John Alexander Angus (1867 – 8 August 1891) was a Scottish footballer who played in the Northern League for Sunderland Albion and the Football League for Everton.

==Everton career==

Everton's signing of 23-year-old Scottish goalkeeper John Angus from Sunderland Albion was announced in the Liverpool Mercury of 7 April 1890, as Angus joined his new teammates for a pre-season friendly versus Bootle. He lodged with the Williams family and fellow Everton player and Scot, Alex Lochhead, at 6 Skerries Road, adjacent to the Anfield ground where Everton were tenants, shortly before the fallout which forced their move to what would become Goodison Park in 1892.

Angus made his full debut for Everton alongside established stars including Johnny Holt, Fred Geary and Edgar Chadwick in the opening game of the 1890/91 season at Stoney Lane, as the Toffeemen overcame W.B.A. by four goals to one.

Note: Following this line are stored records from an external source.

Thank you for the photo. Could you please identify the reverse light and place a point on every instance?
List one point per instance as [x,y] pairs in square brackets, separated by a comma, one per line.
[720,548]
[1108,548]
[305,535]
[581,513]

In the coming weeks, Everton, with Angus between the sticks, stormed to the top of the Division 1 table, winning their next four games by an aggregate score of 19–1, before a 2–2 draw at Aston Villa slowed their progress. A 2–0 win at Bolton was followed by a 3–2 defeat in the return match at Anfield versus W.B.A. and a 1–3 loss at Notts County.

Angus was replaced in goal by Bob Smalley for a 2–1 reverse at Ewood Park versus Blackburn, but returned to keep a clean sheet in a 1–0 home win over Sunderland, a result which restored Everton's position at the top of the table. Angus's final league appearance for Everton came a week later, in a 2–0 defeat at Deepdale versus the mighty Preston side who had won the previous two Division 1 titles and would push Everton all the way in 1890/91. Angus received a kick to the knee in the Preston match, and fellow Scot David Jardine took his place for the following fixture at home to Blackburn. Jardine would keep goal for Everton in the remaining ten league fixtures, helping his side to claim their first league championship title in the process.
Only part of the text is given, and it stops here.